On Madison’s near-east side, between Highway 30, the Starkweather Creek, and St. Paul and Milwaukee Streets, and you’ll find the Darbo-Worthington neighborhood. Neighbors in this area, also known as Worthington Park, have worked hard to build a sense of community here — and if you ask the old-timers, they’ve made some clear advances in recent years.
Just last fall, there was a pop-up combination open-air flea market and farmer’s market held in the Salvation Army parking lot on Darbo Drive, organized in conjunction with the Eastside Planning Council. Neighbors considered it a success — not only in terms of the food and goods offered, but more importantly, by bringing the community together. Planning has already started to bring the event back next year.
In addition to produce and the Salvation Army thrift items, the market was a way to promote the products of area entrepreneurs, such as Off the Block Salsa created by members of Mentoring Positives, a youth mentoring program. The food’s name comes from the group’s goal — to get kids “off the block” and into worthwhile activities. In this case, urban gardening — resulting in the salsa.
The Darbo-Worthington Peace Walk, Bike Rodeo and Block Party has become another successful event. With help from the Madison Police Department, it’s not only a chance for neighbors to gather, but for them to get to know the police officers that regularly patrol their area — and build a trusting relationship between them.

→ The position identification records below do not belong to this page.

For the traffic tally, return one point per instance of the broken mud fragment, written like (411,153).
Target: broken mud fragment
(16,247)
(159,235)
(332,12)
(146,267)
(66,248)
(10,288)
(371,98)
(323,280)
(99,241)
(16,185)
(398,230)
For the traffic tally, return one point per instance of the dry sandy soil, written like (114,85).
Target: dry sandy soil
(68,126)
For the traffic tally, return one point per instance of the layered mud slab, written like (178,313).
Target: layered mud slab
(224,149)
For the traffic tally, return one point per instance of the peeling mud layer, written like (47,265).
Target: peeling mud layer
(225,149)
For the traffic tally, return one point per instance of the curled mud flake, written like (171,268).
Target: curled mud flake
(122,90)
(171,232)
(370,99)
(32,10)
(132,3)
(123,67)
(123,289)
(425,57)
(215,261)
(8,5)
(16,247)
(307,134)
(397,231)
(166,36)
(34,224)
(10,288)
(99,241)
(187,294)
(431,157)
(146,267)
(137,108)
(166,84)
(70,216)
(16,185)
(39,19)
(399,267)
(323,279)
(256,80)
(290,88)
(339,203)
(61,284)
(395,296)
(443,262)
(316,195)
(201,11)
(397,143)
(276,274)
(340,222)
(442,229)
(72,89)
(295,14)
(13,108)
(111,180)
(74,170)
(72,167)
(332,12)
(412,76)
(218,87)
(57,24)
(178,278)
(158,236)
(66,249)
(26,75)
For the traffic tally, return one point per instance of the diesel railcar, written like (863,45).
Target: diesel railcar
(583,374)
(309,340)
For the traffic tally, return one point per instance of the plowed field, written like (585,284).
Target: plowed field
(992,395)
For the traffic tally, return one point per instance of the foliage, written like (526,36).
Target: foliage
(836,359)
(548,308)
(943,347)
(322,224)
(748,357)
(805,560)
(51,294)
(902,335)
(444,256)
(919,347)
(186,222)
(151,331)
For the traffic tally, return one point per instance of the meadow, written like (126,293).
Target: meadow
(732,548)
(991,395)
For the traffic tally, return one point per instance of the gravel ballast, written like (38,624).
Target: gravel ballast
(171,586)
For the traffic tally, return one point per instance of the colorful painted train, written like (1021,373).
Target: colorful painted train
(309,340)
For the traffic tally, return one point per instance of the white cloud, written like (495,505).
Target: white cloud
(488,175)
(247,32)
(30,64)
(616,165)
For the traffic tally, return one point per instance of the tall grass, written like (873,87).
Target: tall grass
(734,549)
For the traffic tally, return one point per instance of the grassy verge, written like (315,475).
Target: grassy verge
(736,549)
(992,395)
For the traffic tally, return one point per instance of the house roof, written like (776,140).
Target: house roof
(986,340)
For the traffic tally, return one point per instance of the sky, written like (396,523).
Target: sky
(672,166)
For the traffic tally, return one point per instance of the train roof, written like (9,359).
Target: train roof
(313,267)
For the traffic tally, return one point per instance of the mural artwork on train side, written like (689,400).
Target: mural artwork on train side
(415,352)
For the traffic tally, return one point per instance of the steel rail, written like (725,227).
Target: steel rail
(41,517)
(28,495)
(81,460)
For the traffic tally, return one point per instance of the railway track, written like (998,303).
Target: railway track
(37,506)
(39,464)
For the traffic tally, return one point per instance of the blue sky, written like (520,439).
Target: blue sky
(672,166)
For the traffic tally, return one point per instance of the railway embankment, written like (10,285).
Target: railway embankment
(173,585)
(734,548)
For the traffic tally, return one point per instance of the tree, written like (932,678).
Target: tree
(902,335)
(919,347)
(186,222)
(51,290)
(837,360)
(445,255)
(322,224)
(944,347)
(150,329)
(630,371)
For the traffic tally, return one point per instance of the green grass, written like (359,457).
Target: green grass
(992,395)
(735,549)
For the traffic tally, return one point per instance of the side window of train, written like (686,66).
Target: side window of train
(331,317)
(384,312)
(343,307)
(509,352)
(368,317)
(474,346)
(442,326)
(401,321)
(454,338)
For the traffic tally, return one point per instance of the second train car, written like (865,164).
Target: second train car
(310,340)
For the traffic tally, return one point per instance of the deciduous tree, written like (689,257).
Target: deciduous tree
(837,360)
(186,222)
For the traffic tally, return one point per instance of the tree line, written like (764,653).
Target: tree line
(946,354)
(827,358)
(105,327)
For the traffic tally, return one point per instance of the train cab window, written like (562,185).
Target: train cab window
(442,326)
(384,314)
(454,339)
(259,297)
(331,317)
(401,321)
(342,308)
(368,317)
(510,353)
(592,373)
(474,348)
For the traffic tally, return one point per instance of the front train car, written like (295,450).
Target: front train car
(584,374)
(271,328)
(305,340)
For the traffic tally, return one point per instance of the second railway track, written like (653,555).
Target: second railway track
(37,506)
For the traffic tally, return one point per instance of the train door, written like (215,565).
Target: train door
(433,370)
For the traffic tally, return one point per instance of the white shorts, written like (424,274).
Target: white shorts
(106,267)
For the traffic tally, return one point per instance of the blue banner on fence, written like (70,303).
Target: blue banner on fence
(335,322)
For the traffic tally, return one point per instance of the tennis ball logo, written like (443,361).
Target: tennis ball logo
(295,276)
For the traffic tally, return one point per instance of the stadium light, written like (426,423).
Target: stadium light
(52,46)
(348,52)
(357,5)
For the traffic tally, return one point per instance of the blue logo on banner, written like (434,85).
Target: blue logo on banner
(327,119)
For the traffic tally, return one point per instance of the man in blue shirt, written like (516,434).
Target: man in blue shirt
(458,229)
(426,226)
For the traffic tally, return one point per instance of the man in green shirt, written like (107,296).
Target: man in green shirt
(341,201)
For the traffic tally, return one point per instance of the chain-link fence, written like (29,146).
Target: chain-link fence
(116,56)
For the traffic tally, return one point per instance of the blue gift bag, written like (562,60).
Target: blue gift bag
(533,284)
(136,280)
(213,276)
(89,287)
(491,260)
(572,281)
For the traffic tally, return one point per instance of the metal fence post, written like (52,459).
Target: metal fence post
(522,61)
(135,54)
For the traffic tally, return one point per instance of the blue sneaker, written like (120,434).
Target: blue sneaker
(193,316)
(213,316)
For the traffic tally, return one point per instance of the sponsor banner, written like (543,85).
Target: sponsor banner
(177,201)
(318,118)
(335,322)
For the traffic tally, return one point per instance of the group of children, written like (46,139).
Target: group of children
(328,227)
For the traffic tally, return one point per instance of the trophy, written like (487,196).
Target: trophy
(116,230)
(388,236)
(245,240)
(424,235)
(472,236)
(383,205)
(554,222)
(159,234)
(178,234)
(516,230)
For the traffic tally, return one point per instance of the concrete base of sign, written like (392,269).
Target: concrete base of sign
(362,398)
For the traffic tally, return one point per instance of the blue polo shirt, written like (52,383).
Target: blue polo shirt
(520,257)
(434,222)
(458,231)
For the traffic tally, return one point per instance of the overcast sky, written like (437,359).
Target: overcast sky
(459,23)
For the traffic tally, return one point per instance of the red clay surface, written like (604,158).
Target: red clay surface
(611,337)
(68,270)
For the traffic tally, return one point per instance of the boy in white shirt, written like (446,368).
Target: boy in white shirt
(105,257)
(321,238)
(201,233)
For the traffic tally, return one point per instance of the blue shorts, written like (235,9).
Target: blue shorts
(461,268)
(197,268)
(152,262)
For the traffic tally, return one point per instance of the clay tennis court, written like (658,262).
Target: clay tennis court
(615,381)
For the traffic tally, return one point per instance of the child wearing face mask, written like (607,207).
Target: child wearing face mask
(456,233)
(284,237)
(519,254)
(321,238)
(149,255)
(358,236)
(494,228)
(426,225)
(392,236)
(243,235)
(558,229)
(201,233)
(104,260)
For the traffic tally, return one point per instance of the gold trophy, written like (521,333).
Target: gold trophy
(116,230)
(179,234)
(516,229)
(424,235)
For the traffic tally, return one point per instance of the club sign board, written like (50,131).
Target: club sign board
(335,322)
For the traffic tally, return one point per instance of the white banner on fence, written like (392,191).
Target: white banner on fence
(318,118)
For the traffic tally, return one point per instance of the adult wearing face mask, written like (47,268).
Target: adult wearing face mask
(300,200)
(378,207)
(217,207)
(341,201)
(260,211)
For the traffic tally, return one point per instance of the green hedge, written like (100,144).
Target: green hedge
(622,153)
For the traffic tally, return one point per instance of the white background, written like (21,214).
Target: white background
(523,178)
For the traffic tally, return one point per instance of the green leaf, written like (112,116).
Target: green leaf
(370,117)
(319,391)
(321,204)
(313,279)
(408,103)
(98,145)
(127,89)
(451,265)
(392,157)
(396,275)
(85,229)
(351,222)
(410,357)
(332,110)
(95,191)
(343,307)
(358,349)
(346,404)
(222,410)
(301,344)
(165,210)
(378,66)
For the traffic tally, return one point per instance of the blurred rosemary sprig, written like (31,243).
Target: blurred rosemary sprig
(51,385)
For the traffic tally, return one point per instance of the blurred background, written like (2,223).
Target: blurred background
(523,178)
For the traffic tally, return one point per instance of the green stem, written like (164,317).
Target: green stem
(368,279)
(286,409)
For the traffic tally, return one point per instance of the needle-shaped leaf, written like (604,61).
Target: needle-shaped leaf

The biggest challenge in this racially diverse area is the not just the demographics, but how the residents are clustered. The 47.7-acre neighborhood is made up of small homes and apartment buildings — leaving the 247 households grouped by blocks that tend to be mostly black or mostly white. The region has experienced a fair amount of crime in the past, but neighbors believe that conditions are improving.
Built in the late 1950s, average home values in Worthington Park are at $132,000. And many of the apartment buildings are also affordable — built specifically for low-income families. Residents here welcome the activities that bring them together as a community.
Along with Mentoring Positives, The Women of Worthington play a large part in that improvement. This group of mothers want to make the neighborhood a good place to live — improving Worthington Park, feeding neighborhood kids and helping to organize community events. New playground equipment and basketball courts were installed in the park in 2013 and the Dane County Bicycle Association along with a mini-grant from Goodman Community Center were used to set up a free bicycle repair series for neighbors.
The Salvation Army of Dane County Community Center has become the local gathering place for neighborhood families and the Neighborhood Association established a community garden alongside the Salvation Army Building. In 2005 Darbo-Worthington received a planning grant to erect a trilingual welcome sign at the entrance to the neighborhood – the first of its kind in Madison. Neighbors say there is definitely a feeling of hope among those that live here.